May I please get help with this matlab exercise. Took snippets of example in the images. Thank you.

1: Obtain the root locus plot of  

G(S)H(S) = k(S+3)(S+4)/(S+5)(S+6); 

Determine the poles for gain k = 1, 3,5, 7,10 

Determine the range of k for stability.  

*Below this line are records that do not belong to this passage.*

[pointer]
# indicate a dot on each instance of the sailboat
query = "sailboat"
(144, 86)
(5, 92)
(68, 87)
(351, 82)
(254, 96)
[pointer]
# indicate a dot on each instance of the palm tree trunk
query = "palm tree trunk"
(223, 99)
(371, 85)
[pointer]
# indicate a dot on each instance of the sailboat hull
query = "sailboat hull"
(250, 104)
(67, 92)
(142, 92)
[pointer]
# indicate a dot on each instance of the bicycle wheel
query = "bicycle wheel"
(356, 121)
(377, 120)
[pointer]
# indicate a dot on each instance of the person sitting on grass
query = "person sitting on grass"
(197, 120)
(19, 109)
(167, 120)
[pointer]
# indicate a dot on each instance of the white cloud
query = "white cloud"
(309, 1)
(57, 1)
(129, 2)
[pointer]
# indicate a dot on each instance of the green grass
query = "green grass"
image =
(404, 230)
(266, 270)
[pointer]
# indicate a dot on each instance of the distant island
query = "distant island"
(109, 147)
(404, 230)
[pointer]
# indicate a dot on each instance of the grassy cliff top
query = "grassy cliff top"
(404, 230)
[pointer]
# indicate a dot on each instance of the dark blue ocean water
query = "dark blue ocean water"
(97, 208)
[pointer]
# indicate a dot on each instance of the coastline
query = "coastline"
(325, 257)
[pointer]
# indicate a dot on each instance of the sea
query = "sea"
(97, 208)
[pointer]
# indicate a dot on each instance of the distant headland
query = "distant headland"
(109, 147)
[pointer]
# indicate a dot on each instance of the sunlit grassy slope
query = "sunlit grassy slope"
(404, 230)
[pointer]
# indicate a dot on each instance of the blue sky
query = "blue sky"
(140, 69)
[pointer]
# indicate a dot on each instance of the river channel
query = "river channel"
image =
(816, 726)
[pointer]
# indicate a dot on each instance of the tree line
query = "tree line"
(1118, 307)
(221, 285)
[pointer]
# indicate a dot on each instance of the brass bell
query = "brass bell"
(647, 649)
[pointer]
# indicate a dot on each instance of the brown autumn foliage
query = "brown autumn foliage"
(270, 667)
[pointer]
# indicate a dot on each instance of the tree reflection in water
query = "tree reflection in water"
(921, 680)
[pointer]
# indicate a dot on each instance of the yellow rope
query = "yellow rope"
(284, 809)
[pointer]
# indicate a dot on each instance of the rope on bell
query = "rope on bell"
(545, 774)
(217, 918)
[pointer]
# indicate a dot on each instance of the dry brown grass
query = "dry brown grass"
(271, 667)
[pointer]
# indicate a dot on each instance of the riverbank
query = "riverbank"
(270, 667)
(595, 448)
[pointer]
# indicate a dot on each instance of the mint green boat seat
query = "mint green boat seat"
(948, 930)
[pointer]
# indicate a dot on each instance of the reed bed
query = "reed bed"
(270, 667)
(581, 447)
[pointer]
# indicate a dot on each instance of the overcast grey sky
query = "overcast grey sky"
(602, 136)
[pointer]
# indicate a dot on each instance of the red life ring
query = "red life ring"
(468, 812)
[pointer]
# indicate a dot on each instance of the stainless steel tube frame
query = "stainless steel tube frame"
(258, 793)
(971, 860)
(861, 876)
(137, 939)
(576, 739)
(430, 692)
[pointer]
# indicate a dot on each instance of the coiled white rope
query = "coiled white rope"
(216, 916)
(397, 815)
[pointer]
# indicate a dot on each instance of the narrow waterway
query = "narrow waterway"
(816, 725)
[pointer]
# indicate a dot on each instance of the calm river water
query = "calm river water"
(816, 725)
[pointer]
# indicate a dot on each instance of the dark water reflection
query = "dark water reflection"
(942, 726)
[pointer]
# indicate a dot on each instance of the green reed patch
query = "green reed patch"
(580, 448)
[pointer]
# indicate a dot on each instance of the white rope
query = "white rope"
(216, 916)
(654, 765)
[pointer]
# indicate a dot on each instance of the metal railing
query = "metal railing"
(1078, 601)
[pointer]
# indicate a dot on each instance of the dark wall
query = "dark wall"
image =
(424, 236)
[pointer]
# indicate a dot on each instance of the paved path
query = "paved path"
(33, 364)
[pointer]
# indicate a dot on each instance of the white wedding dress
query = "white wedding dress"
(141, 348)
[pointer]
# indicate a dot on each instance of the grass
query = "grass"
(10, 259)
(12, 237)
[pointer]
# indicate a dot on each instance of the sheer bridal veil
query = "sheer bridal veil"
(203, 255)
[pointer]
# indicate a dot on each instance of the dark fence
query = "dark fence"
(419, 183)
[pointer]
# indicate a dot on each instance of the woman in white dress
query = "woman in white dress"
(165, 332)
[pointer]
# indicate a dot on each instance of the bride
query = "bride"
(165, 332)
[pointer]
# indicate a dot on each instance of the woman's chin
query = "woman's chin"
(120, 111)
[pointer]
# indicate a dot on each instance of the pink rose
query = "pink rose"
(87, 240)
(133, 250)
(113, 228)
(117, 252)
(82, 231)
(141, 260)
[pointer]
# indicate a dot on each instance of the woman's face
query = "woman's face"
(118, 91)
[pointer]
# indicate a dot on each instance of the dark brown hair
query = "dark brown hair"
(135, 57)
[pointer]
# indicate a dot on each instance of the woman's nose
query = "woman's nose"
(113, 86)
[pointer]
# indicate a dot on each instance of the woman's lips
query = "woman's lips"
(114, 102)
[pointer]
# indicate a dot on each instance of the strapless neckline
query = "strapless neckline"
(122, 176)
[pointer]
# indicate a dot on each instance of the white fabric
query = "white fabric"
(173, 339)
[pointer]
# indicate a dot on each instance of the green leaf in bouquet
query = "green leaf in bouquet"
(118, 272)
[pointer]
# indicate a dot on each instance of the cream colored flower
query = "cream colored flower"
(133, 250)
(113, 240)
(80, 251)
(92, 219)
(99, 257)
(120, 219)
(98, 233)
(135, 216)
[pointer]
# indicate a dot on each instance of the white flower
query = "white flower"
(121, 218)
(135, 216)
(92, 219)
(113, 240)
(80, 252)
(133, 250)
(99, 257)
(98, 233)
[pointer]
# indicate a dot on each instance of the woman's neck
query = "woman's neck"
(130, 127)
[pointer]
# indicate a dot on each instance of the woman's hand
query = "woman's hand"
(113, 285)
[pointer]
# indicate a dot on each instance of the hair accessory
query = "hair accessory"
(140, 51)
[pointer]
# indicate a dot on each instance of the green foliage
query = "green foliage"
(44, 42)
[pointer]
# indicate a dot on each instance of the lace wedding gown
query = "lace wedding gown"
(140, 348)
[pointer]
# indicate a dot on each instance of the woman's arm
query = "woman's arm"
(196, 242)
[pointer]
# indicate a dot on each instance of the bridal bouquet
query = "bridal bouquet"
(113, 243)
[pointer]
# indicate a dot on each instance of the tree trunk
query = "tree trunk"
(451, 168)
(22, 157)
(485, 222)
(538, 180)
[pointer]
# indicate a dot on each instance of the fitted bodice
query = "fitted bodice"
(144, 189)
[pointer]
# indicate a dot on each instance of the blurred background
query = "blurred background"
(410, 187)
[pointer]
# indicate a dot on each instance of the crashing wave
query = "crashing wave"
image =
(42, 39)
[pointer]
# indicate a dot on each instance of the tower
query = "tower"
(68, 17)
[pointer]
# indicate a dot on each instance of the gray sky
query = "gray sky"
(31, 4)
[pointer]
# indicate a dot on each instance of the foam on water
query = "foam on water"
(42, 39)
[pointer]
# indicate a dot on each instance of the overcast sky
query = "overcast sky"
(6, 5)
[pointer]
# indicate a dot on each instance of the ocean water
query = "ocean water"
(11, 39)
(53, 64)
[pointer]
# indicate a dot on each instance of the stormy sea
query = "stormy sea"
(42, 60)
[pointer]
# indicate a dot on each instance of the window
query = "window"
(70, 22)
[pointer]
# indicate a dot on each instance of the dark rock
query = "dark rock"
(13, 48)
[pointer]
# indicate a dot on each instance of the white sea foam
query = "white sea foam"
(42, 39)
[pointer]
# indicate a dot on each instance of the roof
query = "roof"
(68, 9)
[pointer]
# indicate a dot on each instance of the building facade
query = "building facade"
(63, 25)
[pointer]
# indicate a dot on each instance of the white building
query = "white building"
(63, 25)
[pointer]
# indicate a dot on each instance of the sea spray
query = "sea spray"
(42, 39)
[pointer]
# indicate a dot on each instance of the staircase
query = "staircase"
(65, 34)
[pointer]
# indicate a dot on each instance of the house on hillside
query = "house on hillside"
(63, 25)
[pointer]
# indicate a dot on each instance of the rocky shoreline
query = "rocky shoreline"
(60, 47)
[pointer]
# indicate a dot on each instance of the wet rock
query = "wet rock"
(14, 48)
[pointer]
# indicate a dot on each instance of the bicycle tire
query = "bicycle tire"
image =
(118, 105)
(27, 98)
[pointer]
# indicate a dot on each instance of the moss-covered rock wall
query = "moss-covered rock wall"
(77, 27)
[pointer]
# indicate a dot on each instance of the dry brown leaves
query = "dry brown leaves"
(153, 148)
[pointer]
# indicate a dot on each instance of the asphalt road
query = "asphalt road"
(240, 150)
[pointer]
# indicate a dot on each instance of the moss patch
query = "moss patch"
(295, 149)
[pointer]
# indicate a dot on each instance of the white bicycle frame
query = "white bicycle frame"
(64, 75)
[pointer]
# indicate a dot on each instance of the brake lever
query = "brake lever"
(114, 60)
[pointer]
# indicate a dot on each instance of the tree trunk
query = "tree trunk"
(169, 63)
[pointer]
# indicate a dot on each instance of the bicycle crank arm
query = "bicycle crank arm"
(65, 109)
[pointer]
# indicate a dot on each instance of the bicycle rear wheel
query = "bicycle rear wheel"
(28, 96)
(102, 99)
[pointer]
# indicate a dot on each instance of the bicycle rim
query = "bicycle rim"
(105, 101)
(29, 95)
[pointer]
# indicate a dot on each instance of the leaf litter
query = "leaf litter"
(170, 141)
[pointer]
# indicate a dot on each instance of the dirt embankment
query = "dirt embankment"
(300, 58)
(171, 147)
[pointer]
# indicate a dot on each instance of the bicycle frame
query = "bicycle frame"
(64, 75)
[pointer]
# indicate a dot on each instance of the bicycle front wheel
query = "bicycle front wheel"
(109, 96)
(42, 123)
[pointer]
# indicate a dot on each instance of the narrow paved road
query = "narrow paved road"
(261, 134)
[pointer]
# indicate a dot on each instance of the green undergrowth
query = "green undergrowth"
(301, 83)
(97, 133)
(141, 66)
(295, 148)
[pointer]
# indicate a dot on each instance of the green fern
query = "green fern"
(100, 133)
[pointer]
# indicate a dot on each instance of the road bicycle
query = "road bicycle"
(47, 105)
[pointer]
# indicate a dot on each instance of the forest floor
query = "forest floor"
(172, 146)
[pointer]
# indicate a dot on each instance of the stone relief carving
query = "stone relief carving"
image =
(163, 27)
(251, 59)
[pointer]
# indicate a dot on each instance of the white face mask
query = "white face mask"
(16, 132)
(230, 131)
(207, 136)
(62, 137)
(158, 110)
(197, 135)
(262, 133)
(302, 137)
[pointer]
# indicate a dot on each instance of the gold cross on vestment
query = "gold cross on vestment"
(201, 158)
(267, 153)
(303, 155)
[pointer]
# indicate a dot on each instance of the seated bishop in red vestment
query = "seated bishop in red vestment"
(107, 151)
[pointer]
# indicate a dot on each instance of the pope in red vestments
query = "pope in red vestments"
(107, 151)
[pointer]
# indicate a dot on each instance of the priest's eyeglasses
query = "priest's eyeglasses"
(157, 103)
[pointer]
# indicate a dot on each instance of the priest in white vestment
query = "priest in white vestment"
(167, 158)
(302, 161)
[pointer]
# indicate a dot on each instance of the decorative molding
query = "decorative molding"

Determine the value of k where the overshoot is 5%. And plot the step response.  Include screen shots of code and output in your report 

Transcribed Image Text:

### Root Locus Analysis #### First Graph: Root Locus of \( G(S)H(S)=K(s-2)/(s^3+2s^2+4s+8) \) - **Axes:** - **Real Axis (seconds\(^{-1}\))** along the horizontal - **Imaginary Axis (seconds\(^{-1}\))** along the vertical - **System Information (Top of Graph):** - **Gain:** 0 - **Pole:** \(-2\) - **Damping:** 1 - **Overshoot (%):** 0 - **Frequency (rad/s):** 2 - **Additional System Information (Middle of Graph):** - **Gain:** 0 - **Pole:** \(-1.55e-15 + 2i\) and \(-1.55e-15 - 2i\) - **Damping:** 7.77e-16 - **Overshoot (%):** 100 - **Frequency (rad/s):** 2 - **Graph Features:** - The root locus shows the path of the poles in the complex plane as the gain \( K \) varies. - The locus starts at poles of the open-loop transfer function and ends at the zeros or infinity. #### Value of Poles for \( k=1 \) #### Second Graph: \( G(S)H(S)=K(s-2)/(s^3+2s^2+4s+8) \) - **Axes:** - **Real Axis (seconds\(^{-1}\))** along the horizontal - **Imaginary Axis (seconds\(^{-1}\))** along the vertical - **System Information (Middle of Graph, Top Box):** - **Gain:** 1.01 - **Pole:** \(-1.43\) - **Damping:** 1 - **Overshoot (%):** 0 - **Frequency (rad/s):** 1.43 - **Additional System Information (Middle of Graph, Bottom Box):** - **Gain:** 1.09 - **Pole:** \(-0.312 + 2.031i\) - **Damping:** 0.152 - **Overshoot (%):** 61.

Transcribed Image Text:

The image provides a mathematical representation and analysis of a transfer function in control systems, along with MATLAB code and a root locus plot. **Transfer Function:** \[ G(s)H(s) = \frac{K(s-2)}{(s+2)(s+2j)(s-2j)} \] **Instruction:** First simplify the transfer function to get the numerator and denominator coefficients. **MATLAB Code:** ```matlab Num = [1 -2] denum = [1 2 4 8] sys = tf(num, denum) rlocus(sys) ``` **Root Locus Plot:** - The root locus plot visualizes the roots of the characteristic equation as the gain \( K \) varies. - The horizontal axis represents the Real Axis (seconds\(^{-1}\)). - The vertical axis represents the Imaginary Axis (seconds\(^{-1}\)). - The plot shows paths traced by the system poles: - The green and red curves indicate the locus of poles on the complex plane as gain \( K \) changes. - The blue line crossing through origin suggests the initial positions of poles when \( K = 0 \). **Value of Poles for \( k = 0 \):** (The specific values would typically be calculated using MATLAB or other computational tools to analyze the poles at \( K=0 \).)